El púlpito que diseñó para la ocasión nuestro Iago Seara en la plaza del Obradoiro, pese a lo voluntarioso y trabajado del proyecto, era un fracaso incluso antes de trazar la primera línea: la ocurrencia de construir semejante aparatosidad en posición oblicua a la fachada de la Catedral y con los mismos fastos que un concierto de U2 sólo podía saldarse en una escenografía fallida, que en su día se quiso legitimar con el argumento de que había que proteger al Papa de la lluvia. Pero el error formal más intolerable del proyecto fue la idea de sobresignificar con tanta potencia el “efecto caja”, enclaustrando al pontífice en un espacio que contraviene completamente el fundamento primordial de cualquier templo: ilustrar la especialidad de lo infinito. Rodear al papa de un marco (delimitando con rotundidad el fondo para su figura) termina por empequeñecerle cuando lo que se buscaba es precisamente lo contrario, por más que la geometría lleven hacia el trono los puntos de fuga con una literalidad que no admite segundas lecturas. El chiringuito que se construyó pudo haberse resuelto con gestos mucho menos estridentes e invisibles, pues de lo que se trataba era de enfatizar la potencia de dos emblemas: el Papa y la plaza del Obradoiro.
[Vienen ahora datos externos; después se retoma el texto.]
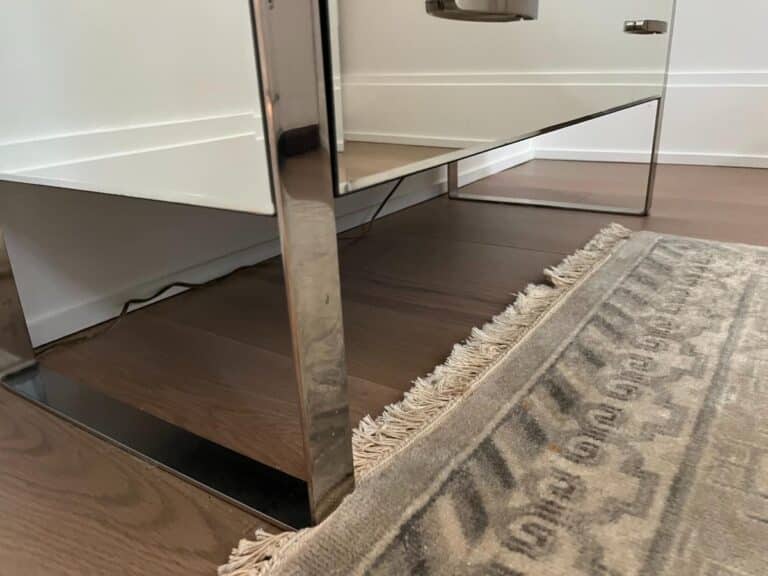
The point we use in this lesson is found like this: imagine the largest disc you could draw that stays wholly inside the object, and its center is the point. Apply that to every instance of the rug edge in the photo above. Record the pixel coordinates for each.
(377, 441)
El diseño incorporaba una rampa frontal por la que desfilarían las autoridades en metáfora del peregrinaje jacobeo, detalle que seguramente sea lo más divertido del conjunto por la teatralidad del gesto, y por el atrevimiento coreográfico de hacer entrar al papa haciendo diagonales.
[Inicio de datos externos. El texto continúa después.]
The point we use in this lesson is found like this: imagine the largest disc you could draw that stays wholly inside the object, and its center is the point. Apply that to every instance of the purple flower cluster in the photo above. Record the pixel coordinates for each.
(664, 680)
 En una línea expresiva casi antitética a la del acartonado y clasista protocolo de Ratzinger, una de las escenificaciones papales más desmelenadas tuvo lugar en la reciente visita de Francisco a Cocabana, con cuyo motivo se diseñó un macroevento generoso en efectos especiales y espaciales con una estética que haría las delicias de cualquier boy band , apostando indisimuladamente por artificios más propios de la inauguración de unos juegos olímpicos. A la luz del día el proscenio, de geometrías pulcras y muraturas blancas, podría casi hasta pasar por primo hermano de los que cobijaron los shows de Ratzinger en España (con la mejora añadida de prescindir de techo y paredes, evitando el penoso efecto de encuadre / encajonamiento) pero al caer la tarde el espectáculo se convirtió en una fabulosa y guiñolesca fiesta multicolor, pensada para deleitar a espectadores ya curtidos en los efectismos del evento pop para las masas: luces de colores, pantallas gigantes, coreografías litúrgicas impactantes e imponente baño de masas entregadas (los católicos también saben disfrutar del espíritu rock and roll) que ilustran a la perfección el tipo de branding por el que está optando la Iglesia tras la ascensión de su último Papa: se acentúan los signos de cercanía y campechanía frente a los de autoridad solemne, se favorece el sentido festivo de lo litúrgico, hay espacio para las sonrisas e incluso los bailes, y se minimiza la retórica formal de esencialismo hierático. Una estética diferente para una institución que siempre debe ha sabido adaptarse dialécticamente al zeitgeist de cada período, aunque desde hace ya muchas décadas haya renunciado a los riesgos que acarrea la vanguardia estética (que sí apoyó hace siglos) y ha optado por mimetizarse con las estéticas oportunas a cada época, en lugar de inventarlas.